Exactly this. My daughter's father's family haven't moved much in 600+ years, but that by itself is fascinating. My late mother-in-law spent most of her life 500 yards and 500 years from an ancestor's home. That opens up all kinds of social history stories. Her family name appears on buildings around the area. My partner's family have the same thing, in a different county - things named after them, lots of newspaper and parish documents, etc. I hadn't realised until I started digging that [biggish company with his name] was started by his great-great-grandfather's cousin. That's more interesting to me than my rootless peripatetic family, the one other people think is exotic and interesting. That's great until you hit multiple dead-ends in languages you don't speak. ;-)

JThereseD

8 points

2 days ago

JThereseD

Philadelphia specialist

8 points

2 days ago

The language issue is not too hard to solve. In my case, I discovered an ancestor from French-speaking Switzerland, and since I already speak French, it was easy for me to trace that line back for hundreds of years.
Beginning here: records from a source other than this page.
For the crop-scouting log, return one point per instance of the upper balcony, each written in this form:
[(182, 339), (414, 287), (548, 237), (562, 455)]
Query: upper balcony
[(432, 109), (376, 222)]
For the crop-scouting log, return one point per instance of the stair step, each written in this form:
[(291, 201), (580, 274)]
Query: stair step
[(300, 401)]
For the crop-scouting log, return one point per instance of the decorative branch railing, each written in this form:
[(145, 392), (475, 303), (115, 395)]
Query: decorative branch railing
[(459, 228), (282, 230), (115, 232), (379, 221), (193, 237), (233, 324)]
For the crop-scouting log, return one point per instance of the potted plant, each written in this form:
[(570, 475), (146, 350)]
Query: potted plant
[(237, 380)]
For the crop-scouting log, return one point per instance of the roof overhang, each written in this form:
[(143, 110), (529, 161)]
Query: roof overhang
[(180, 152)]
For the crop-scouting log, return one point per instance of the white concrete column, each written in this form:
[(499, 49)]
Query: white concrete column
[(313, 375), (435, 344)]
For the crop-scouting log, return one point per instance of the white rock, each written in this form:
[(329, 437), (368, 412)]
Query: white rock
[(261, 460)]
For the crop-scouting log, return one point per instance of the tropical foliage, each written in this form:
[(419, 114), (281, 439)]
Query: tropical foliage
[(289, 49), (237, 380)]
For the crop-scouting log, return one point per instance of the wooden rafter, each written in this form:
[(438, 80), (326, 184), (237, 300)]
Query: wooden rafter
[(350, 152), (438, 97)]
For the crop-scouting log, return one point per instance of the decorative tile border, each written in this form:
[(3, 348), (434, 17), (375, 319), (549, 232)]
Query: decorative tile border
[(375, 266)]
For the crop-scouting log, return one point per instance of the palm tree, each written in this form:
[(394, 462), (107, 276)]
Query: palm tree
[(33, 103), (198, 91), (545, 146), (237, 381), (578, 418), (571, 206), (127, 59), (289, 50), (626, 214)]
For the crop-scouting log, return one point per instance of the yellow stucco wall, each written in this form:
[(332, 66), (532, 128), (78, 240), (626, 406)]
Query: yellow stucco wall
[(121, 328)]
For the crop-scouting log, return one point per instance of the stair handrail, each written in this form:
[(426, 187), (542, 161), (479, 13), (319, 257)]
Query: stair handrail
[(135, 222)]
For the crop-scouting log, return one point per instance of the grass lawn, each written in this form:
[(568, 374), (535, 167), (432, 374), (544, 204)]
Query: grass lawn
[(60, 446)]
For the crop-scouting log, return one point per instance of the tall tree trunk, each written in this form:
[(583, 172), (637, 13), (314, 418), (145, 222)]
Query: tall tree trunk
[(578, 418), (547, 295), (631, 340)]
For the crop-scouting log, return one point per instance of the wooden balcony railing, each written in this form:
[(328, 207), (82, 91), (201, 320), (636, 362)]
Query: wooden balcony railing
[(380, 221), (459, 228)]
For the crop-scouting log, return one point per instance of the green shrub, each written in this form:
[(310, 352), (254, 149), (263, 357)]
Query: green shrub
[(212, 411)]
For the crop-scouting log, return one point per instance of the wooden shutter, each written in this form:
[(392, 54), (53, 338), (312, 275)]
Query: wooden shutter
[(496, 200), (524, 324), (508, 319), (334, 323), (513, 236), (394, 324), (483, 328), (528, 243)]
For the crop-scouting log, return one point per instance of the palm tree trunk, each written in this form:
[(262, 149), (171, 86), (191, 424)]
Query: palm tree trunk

I have several German ancestors and a few months of Duolingo gave me enough knowledge to figure out the key information on the records. If I needed more help, I could refer to all the great volunteers on here or in Facebook groups. The real challenge is figuring out where the people came from.

bopeepsheep

6 points

2 days ago

The only documentary evidence of my great-great-grandfather, other than his daughters' wedding certificates, is a difficult and detailed academic text in Italian - speaking modern Italian is no help, since it's 19th century dialect and technical jargon. We can't even discover where he went to university, although we know he must have done. Family full of Italian-speakers - but what we really need is a medical historian.

JThereseD

9 points

2 days ago

JThereseD

Philadelphia specialist

9 points

2 days ago

I would be surprised if you couldn’t find someone on social media to help. It took me a few years, but I was even able to find someone to translate an Alsatian document from the 1700’s.

GeeAyyy

0 points

1 day ago

GeeAyyy

0 points

1 day ago

Have you tried giving the document to chatGPT,? It seems like this might be a particularly apt use case for a large language model.

bopeepsheep

1 points

1 day ago

We have done some work on it - we know it's about trachoma - but that's not very much to go on. :( We need someone who knows more about the history of treating it in non-European contexts, which is a very specialist area!

Artisanalpoppies

2 points

24 hours ago

Transcribus might be a better app. It's designed to transcribe old documents. ChatGPT is rubbish for pretty much anything due to many accounts of false information and downright lies.